The student sued the school district, claiming that her Fourth Amendment rights were violated. A trial court granted summary judgment for the school district on qualified immunity grounds, but the U.S. Court of Appeals for the 9th Circuit reversed the lower court’s ruling.
In its ruling, the 9th Circuit stated: “It does not require a constitutional scholar to conclude that a nude search of a 13-year-old child is an invasion of constitutional rights.

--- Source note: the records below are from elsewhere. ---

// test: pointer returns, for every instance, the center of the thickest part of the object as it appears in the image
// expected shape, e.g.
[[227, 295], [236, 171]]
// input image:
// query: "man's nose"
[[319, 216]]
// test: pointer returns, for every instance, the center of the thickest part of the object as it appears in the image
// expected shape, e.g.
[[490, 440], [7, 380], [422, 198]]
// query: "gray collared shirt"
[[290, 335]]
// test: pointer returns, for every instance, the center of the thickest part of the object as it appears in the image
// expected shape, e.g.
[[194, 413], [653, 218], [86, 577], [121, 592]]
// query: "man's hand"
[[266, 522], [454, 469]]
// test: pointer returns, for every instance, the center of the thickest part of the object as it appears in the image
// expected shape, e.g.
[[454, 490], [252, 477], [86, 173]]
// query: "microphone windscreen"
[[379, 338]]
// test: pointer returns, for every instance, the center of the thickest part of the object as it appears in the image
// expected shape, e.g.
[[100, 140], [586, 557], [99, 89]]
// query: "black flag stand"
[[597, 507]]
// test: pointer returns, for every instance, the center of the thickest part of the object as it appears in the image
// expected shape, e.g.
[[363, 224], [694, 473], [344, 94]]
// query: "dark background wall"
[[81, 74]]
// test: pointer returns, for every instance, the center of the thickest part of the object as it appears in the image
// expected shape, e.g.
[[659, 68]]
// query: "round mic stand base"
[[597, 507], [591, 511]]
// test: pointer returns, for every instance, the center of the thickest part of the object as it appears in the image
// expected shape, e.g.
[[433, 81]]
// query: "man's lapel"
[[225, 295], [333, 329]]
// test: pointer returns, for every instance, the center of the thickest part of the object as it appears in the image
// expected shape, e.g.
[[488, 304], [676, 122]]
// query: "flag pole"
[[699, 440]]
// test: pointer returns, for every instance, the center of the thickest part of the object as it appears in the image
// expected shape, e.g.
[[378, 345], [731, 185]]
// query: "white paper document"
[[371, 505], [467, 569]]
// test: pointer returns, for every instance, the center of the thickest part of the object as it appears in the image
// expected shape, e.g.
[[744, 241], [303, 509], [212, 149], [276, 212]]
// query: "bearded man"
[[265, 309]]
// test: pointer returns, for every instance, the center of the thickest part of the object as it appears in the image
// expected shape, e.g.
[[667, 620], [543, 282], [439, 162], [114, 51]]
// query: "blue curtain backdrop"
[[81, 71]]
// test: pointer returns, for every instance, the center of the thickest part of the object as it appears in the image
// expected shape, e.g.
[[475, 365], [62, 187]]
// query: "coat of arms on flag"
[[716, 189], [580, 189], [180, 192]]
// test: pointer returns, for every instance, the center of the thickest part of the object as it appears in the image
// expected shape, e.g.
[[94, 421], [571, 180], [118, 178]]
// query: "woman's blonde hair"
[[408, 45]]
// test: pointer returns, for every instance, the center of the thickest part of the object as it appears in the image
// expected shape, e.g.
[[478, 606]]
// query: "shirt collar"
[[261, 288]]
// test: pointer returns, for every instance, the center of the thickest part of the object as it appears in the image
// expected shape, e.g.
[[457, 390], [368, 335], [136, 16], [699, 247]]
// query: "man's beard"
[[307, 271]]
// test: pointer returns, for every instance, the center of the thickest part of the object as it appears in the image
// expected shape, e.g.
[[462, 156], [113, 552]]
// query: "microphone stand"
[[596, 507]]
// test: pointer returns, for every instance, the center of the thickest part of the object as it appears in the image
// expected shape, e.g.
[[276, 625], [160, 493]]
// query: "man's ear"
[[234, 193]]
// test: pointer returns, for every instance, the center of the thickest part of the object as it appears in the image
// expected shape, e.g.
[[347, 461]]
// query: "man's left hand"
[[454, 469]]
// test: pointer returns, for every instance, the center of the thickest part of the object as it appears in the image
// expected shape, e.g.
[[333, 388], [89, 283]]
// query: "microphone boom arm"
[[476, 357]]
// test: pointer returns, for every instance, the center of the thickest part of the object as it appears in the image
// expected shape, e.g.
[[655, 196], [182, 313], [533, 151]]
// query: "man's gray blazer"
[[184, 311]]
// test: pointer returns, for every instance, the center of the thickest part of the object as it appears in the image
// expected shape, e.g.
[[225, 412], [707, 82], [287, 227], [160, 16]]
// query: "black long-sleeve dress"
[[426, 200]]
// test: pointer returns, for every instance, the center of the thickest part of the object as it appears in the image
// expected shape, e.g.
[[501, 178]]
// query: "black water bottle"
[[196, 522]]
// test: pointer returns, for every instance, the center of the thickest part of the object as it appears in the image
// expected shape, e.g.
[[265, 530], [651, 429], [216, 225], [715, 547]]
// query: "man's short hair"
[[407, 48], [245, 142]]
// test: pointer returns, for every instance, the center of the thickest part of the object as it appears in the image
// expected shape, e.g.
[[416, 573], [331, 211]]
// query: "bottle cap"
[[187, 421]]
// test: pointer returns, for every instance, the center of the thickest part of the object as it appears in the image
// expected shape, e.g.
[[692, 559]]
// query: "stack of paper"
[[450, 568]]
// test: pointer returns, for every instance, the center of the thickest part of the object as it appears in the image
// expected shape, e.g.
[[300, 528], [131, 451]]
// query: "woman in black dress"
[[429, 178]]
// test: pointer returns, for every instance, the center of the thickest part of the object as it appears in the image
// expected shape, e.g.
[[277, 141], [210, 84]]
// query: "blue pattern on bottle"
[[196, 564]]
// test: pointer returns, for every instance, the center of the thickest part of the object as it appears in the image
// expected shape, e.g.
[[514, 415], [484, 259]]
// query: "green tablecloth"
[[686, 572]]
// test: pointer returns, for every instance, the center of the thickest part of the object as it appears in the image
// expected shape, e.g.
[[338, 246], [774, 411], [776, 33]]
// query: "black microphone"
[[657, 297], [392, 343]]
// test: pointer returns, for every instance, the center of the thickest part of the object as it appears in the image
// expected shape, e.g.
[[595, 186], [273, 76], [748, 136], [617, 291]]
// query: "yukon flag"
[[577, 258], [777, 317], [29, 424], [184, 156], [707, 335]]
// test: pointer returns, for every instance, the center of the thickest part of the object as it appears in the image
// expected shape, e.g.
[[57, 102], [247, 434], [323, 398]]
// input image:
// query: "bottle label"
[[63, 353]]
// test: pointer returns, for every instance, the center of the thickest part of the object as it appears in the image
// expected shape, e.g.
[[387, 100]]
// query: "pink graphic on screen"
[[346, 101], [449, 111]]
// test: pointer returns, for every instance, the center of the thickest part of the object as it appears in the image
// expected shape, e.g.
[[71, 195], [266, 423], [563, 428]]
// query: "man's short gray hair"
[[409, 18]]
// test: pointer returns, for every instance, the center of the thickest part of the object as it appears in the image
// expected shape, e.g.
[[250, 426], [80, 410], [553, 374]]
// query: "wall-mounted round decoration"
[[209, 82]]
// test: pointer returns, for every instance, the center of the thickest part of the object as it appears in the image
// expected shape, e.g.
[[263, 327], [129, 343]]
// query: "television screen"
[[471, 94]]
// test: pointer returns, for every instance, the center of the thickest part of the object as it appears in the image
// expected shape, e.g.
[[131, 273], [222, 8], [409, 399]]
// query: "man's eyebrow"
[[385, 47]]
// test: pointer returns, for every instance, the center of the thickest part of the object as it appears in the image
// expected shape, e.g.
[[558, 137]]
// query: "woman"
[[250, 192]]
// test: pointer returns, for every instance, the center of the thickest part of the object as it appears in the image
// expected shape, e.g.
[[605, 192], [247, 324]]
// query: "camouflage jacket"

More than that, it is a violation of any known principle of human dignity.”
Safford school officials then appealed to the U.S. Supreme Court, which voted 8-1 to uphold the 9th Circuit’s ruling that the school had violated the girl’s constitutional rights that protect against unlawful search and seizure.
Attorneys representing the district argued that administrators were enforcing the district’s policy prohibiting the use, possession or sale of any drug on campus, including prescription or over-the-counter medication.
Adam Wolf, a lawyer from the American Civil Liberties Union (ACLU), who represented Redding before the court, told Reuters news agency that justice was served by the decision.
“Students and those who care about their well-being can breathe a sigh of relief,” he said. “(The) ruling affirms that schools are not constitutional dead zones.”
Alessandra Soler Meetze, executive director of ACLU Arizona, said the ruling did more than vindicate a single student. “This is a huge victory for students’ rights,” she said. “Other parents and students will not have to go through what Savana experienced.”
She called the strip search humiliating for the young girl and unnecessary in terms of attempting to keep the school safe.
“The school could have avoided this if it had relied on basic common sense,” Soler Meetze said. “This is really an example of how the so-called ‘war on drugs’ has trumped common sense.”
Redding’s lawyers argued that school officials could have kept her in the principal’s office until a parent arrived, or could have sent her home instead of requiring the strip search, according to Reuters.
In another part of the ruling, justices declared that administrators who ordered or carried out the strip search were entitled to immunity from liability because of uncertainty over whether the right of protection had been established clearly at the time.
Only Justice Clarence Thomas asserted that Redding’s rights had not been violated.
Soler Meetze noted that the case not only brought together the often-philosophically divided court, but also organizations that typically operate on opposing sides of many political issues.
While lawyers from the liberal ACLU represented Redding, conservative organizations such as the Rutherford Institute, Cato Institute and Goldwater Institute’s Scharf-Norton Center for Constitutional Litigation filed briefs in support of Redding.